More than a fifth of adults — 9.25 million — are not actively looking for work, with the so-called inactivity rate increasing year on year to 21.8 per cent, the figures show.

TUC general secretary Paul Nowak said: “Working people are still paying the price for the Conservative government’s failures.

“Pay packets are still far smaller than they would have been without the longest living standards squeeze in history, and vacancies continue to fall.

“Millions of people are unable to work due to long-term sickness, while NHS waiting lists are longer than ever.

“We need a fresh start with a proper plan for jobs, growth and public services to get living standards rising again.

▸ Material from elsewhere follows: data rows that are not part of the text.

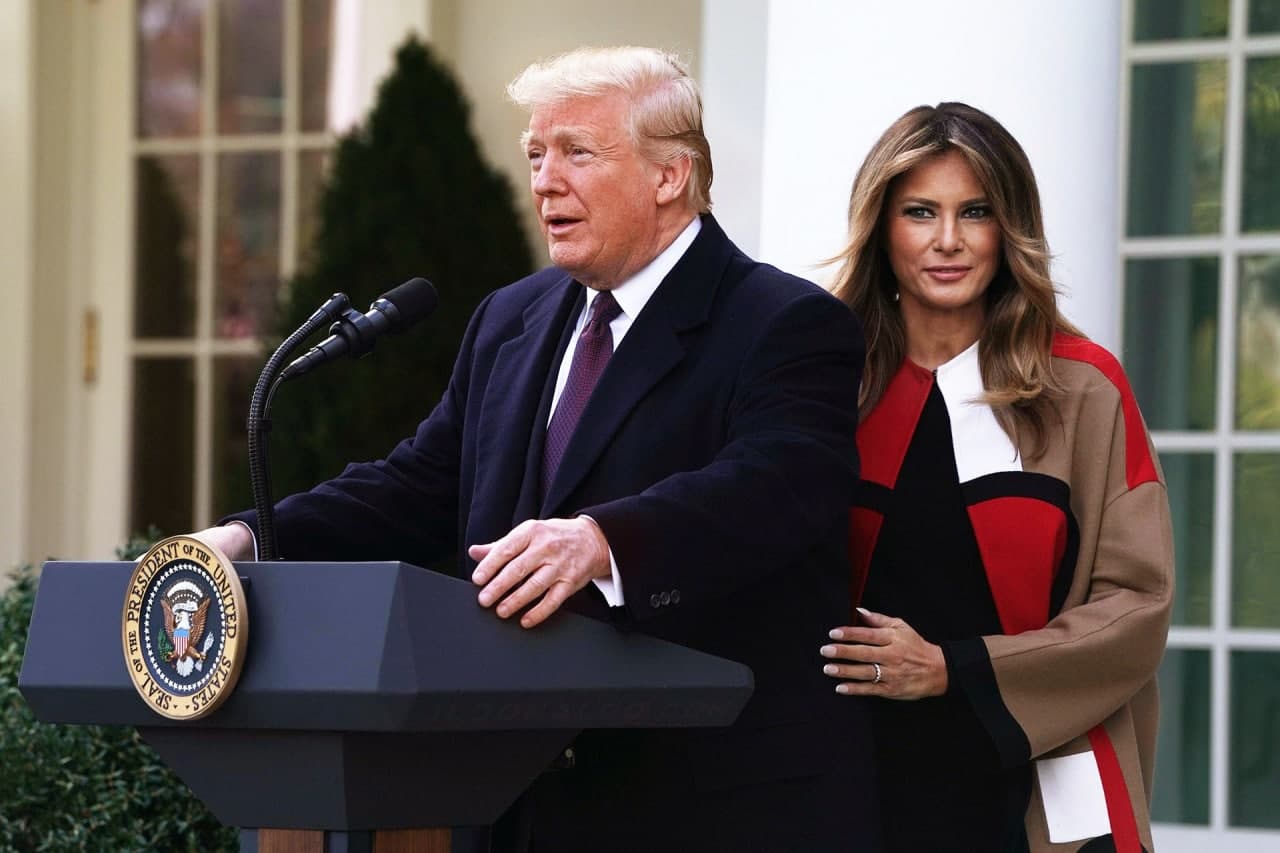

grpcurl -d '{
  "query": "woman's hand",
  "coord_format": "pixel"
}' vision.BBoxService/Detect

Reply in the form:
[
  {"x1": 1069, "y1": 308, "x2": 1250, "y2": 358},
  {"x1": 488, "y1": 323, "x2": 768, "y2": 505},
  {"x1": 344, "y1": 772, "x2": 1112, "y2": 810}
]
[{"x1": 820, "y1": 607, "x2": 947, "y2": 699}]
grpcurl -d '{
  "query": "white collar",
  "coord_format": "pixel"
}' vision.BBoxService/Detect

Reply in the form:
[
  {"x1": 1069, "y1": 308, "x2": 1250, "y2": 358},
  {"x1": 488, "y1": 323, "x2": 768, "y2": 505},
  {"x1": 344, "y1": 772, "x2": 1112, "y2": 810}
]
[{"x1": 586, "y1": 216, "x2": 703, "y2": 320}]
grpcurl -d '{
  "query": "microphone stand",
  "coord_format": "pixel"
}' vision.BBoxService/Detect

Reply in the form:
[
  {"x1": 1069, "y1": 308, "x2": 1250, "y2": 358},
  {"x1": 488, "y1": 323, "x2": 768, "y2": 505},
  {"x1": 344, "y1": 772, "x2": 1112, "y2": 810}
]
[{"x1": 248, "y1": 293, "x2": 351, "y2": 562}]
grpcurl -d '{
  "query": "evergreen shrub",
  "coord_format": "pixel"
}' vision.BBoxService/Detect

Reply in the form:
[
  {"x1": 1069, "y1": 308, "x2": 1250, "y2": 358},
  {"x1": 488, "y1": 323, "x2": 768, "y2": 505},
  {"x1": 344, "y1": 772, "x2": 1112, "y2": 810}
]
[
  {"x1": 219, "y1": 37, "x2": 532, "y2": 517},
  {"x1": 0, "y1": 537, "x2": 239, "y2": 853}
]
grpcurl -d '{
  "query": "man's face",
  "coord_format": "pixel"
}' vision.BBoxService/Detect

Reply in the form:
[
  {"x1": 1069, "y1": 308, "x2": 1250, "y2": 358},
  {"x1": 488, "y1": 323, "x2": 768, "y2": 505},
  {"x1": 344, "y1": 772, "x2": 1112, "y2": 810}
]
[{"x1": 525, "y1": 92, "x2": 662, "y2": 289}]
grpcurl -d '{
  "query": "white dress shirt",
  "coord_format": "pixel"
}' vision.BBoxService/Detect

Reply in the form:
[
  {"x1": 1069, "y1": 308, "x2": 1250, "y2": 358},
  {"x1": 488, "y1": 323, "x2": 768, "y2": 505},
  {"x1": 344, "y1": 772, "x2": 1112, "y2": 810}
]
[{"x1": 547, "y1": 216, "x2": 703, "y2": 607}]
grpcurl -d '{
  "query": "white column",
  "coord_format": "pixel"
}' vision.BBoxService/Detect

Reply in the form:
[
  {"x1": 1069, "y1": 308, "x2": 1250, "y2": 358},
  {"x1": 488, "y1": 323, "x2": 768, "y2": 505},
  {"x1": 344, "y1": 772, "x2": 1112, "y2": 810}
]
[
  {"x1": 329, "y1": 0, "x2": 431, "y2": 133},
  {"x1": 0, "y1": 0, "x2": 36, "y2": 573},
  {"x1": 699, "y1": 0, "x2": 771, "y2": 256},
  {"x1": 703, "y1": 0, "x2": 1120, "y2": 348}
]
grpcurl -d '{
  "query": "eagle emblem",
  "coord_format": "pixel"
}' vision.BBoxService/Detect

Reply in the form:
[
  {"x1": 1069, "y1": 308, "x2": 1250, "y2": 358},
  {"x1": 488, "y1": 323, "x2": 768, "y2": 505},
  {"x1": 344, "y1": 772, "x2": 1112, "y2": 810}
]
[{"x1": 160, "y1": 580, "x2": 212, "y2": 675}]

“This must include more investment in our NHS so that people can get treated faster and return to work.”

Millions of workers in severely insecure work will be hit hardest by the stagnating wages, warned the Work Foundation think tank at Lancaster University.

Work Foundation director Ben Harrison said most staff are unlikely to be feeling richer as the Office for Budget Responsibility (OBR) still forecasts real wages won’t get back to 2008 wage levels until 2026.

“This near two-decade period of stagnating wages is likely to hit the 6.8 million people in severely insecure work hardest,” he added.

Chancellor Jeremy Hunt insisted the government’s “plan is working,” saying: “Even with inflation falling, real wages have risen for the seventh month in a row.”

Shadow work and pensions secretary Liz Kendall said: “Fourteen years of abject Tory failure is laid bare by today’s figures.

“On the Tories’ watch, millions of people are locked out of work due to long-term sickness at huge cost to them, to business and to the taxpayer too, while we are now the only G7 country with an employment rate still below pre-pandemic levels, with the OBR damningly forecasting this to remain for years to come.”